Discretionary decision making, a key component of professional nurse autonomy, is based on nursing knowledge, and not emotions or the exercise of routine tasks. Autonomous nurses are accountable for their decisions, feel empowered, and may influence the professionalisation of nursing (Wade 1999). The author alleges that nurses’ in Ireland will question physicians.

Autonomy, Unwanted?

Research in recent years has shown that nurses are making morally sound and ethically acceptable choices based on their own decision-making abilities, whilst having little or no active knowledge of the existing professional codes, according to Esterhuizen (2006), this may suggest that the ‘profession’ of nursing is one that can certainly be autonomous and accountable, but on the other hand also reject the accountable attained from autonomy. Norberg, Hirschfield, Davidson, Davis, Lauri and Lin (1994) report that registered nurses are able to make morally responsible decisions based on autonomy and beneficence, but are willing, however, to alter their decision on receiving a medical order to the contrary or a request from the family. Although the original decisions made by the nurses are in accordance with the nursing codes, they seem unwilling or unable to stand by their choice. The role of nursing code and its affects on nursing autonomy can therefore be scrutinised concerning its value to the physician, family or nursing staff, if nurses are unable to use it in substantiating their decisions (Esterhuizen 2006), which also may happen in Irish settings.

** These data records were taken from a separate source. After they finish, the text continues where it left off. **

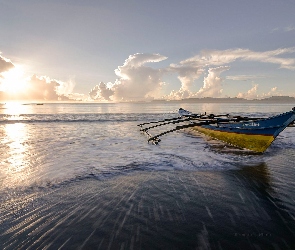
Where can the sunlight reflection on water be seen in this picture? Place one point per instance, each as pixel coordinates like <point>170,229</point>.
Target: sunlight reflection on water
<point>16,169</point>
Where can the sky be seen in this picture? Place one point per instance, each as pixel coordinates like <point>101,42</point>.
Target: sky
<point>113,51</point>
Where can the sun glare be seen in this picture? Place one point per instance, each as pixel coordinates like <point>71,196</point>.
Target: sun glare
<point>13,81</point>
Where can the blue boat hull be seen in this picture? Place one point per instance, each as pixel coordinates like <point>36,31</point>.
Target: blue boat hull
<point>253,135</point>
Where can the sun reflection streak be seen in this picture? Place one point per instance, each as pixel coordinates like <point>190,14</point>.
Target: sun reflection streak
<point>15,163</point>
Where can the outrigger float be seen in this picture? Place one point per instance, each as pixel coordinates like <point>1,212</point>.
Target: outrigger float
<point>255,134</point>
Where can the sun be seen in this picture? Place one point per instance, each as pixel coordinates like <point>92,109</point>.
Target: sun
<point>13,82</point>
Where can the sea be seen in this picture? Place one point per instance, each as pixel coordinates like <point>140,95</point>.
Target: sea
<point>83,176</point>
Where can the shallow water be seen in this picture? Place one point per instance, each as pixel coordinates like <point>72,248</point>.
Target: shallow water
<point>82,176</point>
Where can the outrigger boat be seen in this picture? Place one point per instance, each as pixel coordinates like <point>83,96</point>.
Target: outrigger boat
<point>255,134</point>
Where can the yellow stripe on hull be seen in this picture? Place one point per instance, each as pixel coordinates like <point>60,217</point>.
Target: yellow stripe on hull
<point>257,143</point>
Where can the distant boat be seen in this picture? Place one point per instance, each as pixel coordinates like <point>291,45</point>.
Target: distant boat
<point>255,134</point>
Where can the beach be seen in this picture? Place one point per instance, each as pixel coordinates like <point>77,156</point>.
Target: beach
<point>86,178</point>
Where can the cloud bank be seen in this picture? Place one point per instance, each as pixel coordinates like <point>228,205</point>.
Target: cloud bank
<point>5,64</point>
<point>137,80</point>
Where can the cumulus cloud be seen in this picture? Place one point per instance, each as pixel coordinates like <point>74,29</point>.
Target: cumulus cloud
<point>221,57</point>
<point>212,83</point>
<point>101,92</point>
<point>250,94</point>
<point>136,80</point>
<point>243,77</point>
<point>5,64</point>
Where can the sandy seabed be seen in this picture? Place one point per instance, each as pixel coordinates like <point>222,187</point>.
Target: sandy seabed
<point>233,209</point>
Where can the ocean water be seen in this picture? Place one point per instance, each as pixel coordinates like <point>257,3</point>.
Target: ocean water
<point>82,176</point>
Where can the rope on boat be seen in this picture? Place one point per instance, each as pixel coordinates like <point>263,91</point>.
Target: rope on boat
<point>195,120</point>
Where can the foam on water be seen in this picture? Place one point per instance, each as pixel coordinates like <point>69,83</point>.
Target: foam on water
<point>46,148</point>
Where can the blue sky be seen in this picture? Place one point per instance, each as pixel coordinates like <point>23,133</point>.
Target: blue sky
<point>79,44</point>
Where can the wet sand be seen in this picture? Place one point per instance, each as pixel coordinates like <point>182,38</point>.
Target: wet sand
<point>232,209</point>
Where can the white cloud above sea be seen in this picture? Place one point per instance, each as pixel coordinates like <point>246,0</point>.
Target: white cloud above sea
<point>5,64</point>
<point>138,80</point>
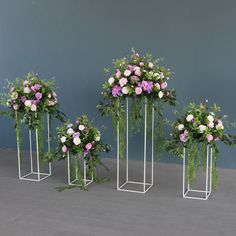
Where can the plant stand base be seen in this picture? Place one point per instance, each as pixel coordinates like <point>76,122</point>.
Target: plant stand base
<point>196,194</point>
<point>134,187</point>
<point>34,176</point>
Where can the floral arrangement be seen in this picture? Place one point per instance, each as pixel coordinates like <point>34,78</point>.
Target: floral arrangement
<point>82,140</point>
<point>196,128</point>
<point>27,100</point>
<point>136,77</point>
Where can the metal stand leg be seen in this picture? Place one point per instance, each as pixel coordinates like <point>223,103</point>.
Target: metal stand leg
<point>34,175</point>
<point>75,181</point>
<point>144,184</point>
<point>208,181</point>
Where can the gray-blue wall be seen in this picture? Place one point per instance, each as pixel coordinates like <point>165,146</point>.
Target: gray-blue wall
<point>74,40</point>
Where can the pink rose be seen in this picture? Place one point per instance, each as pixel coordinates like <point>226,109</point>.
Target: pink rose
<point>123,82</point>
<point>88,146</point>
<point>209,138</point>
<point>118,74</point>
<point>138,90</point>
<point>138,72</point>
<point>163,85</point>
<point>64,149</point>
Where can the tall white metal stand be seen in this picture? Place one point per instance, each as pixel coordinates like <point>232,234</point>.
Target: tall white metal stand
<point>196,193</point>
<point>144,184</point>
<point>35,173</point>
<point>76,181</point>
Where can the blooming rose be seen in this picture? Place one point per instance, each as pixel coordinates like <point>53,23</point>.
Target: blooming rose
<point>150,65</point>
<point>88,146</point>
<point>14,95</point>
<point>160,94</point>
<point>180,127</point>
<point>77,141</point>
<point>15,107</point>
<point>210,118</point>
<point>209,138</point>
<point>125,90</point>
<point>70,131</point>
<point>127,73</point>
<point>123,82</point>
<point>118,74</point>
<point>189,117</point>
<point>111,81</point>
<point>202,128</point>
<point>76,135</point>
<point>138,90</point>
<point>33,107</point>
<point>81,127</point>
<point>27,90</point>
<point>63,139</point>
<point>64,148</point>
<point>157,85</point>
<point>28,103</point>
<point>163,85</point>
<point>210,125</point>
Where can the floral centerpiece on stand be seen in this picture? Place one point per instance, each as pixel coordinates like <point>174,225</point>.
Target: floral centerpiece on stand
<point>137,77</point>
<point>27,100</point>
<point>83,141</point>
<point>198,127</point>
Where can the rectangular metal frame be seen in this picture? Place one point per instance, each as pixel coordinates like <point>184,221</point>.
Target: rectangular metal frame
<point>86,180</point>
<point>145,184</point>
<point>208,181</point>
<point>35,175</point>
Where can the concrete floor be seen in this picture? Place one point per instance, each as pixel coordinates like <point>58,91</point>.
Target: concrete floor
<point>37,209</point>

In the American literature pertaining to autonomy, it points to accountability as the principal outcome of professional autonomy. U.S. courts, including the Supreme

Court, for example, recognise that people in prison are dependent on specialist ‘correctional’ nurses for services; therefore, these correctional nurses and the institutions that employ them have a duty to provide health care services that reach at least minimally acceptable standards (Smith 2005).

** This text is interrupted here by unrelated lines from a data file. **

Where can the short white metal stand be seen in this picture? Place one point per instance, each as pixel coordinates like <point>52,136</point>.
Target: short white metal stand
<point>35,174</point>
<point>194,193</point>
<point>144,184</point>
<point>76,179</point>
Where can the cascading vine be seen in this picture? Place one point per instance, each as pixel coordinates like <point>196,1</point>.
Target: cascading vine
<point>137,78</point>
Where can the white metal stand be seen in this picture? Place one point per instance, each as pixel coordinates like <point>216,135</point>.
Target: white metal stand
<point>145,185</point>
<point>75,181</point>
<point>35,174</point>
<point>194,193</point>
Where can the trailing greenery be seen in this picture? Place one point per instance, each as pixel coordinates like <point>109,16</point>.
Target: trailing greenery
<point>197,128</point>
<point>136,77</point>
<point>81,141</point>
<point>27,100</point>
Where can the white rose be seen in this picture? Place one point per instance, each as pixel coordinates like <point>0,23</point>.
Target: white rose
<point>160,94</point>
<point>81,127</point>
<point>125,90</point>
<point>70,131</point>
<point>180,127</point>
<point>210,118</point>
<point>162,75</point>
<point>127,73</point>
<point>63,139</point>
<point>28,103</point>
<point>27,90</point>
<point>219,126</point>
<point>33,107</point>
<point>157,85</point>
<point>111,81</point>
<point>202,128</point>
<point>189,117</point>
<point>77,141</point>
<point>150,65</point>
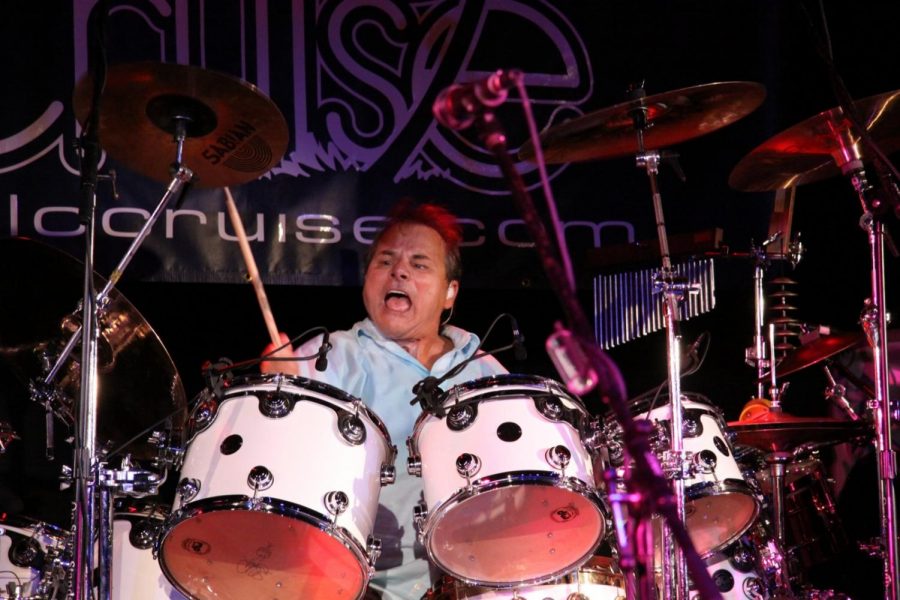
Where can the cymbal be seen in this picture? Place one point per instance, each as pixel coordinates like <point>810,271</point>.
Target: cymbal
<point>234,132</point>
<point>672,117</point>
<point>818,147</point>
<point>781,432</point>
<point>138,384</point>
<point>817,350</point>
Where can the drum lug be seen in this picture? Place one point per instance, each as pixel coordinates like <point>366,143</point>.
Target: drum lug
<point>414,465</point>
<point>275,405</point>
<point>352,429</point>
<point>559,457</point>
<point>704,461</point>
<point>373,548</point>
<point>461,416</point>
<point>260,478</point>
<point>187,489</point>
<point>420,514</point>
<point>336,502</point>
<point>388,474</point>
<point>204,413</point>
<point>143,534</point>
<point>467,465</point>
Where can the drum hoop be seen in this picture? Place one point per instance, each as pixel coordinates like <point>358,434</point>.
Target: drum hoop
<point>264,505</point>
<point>500,481</point>
<point>35,529</point>
<point>244,382</point>
<point>586,574</point>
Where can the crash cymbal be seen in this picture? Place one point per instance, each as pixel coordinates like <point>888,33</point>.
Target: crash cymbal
<point>234,132</point>
<point>817,350</point>
<point>672,117</point>
<point>775,431</point>
<point>816,148</point>
<point>138,384</point>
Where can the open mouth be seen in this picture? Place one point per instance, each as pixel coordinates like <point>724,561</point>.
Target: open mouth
<point>397,300</point>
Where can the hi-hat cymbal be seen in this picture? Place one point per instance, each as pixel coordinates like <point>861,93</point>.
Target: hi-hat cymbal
<point>138,384</point>
<point>671,117</point>
<point>780,432</point>
<point>234,132</point>
<point>818,147</point>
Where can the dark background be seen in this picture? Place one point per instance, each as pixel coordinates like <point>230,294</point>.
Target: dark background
<point>671,45</point>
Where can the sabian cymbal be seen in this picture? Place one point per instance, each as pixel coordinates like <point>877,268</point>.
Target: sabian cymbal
<point>818,147</point>
<point>234,132</point>
<point>780,432</point>
<point>817,350</point>
<point>138,384</point>
<point>672,117</point>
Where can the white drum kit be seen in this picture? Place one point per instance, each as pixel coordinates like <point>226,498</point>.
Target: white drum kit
<point>279,477</point>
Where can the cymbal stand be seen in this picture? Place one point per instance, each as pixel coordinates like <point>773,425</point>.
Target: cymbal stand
<point>93,483</point>
<point>874,321</point>
<point>647,479</point>
<point>675,463</point>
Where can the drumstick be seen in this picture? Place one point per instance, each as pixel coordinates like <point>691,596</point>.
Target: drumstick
<point>252,272</point>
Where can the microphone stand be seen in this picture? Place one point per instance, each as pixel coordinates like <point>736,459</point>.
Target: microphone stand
<point>651,493</point>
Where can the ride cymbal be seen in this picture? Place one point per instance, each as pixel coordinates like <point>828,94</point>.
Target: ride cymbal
<point>138,385</point>
<point>775,431</point>
<point>234,133</point>
<point>818,147</point>
<point>810,353</point>
<point>671,117</point>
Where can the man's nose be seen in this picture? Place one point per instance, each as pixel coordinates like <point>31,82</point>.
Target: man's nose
<point>400,271</point>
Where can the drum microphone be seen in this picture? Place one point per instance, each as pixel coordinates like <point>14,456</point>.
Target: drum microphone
<point>322,360</point>
<point>457,106</point>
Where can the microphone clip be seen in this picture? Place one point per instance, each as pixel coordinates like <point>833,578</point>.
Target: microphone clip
<point>428,396</point>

Autonomous nurses must be able to carry out their duties independently, and have a role that is firmly based in nursing theory and that is independent of outside influence (Smith 2005). Nurses, like other groups throughout history, have been described as an oppressed group and traditionally the cultural narration of nurses is to be subordinate (Roberts 1983). This view is supported by a wealth of literature, “which advocates that nurses lack autonomy and control, have a lack of self-esteem, have a fear of success and subscribe to the submissive-aggressive syndrome” (Freshwater 2000 p. 481-2).

Ki-Kyong, Sook-Kim, Hee-Lee (2007) carried out a study in which a result being nurses identifying themselves as independent and autonomous practitioners involved in clinical decision-making, however there study suggested evidence of a reluctance to practice autonomously and to therefore be held fully responsible for nursing actions.

Conclusion

Nursing autonomy and accountability in Irish nursing is attained through good management, primary nursing and a strong founding education. Management need to delegate more to nursing staff offering more scope for autonomy, primary nursing gives nurses’ responsibility for a group of patients or clients, and a strong founding education can instil a basic desire and belief of autonomy in newly registered nurses’. There are many barriers to autonomy and accountability, ranging from nurses’ being lower on the medical hierarchy to denying autonomy and accountability in an attempt to protect themselves. However in Irish nursing there is great scope for the nurse to be autonomous and accountable, it really is just a case of ‘if they want it’.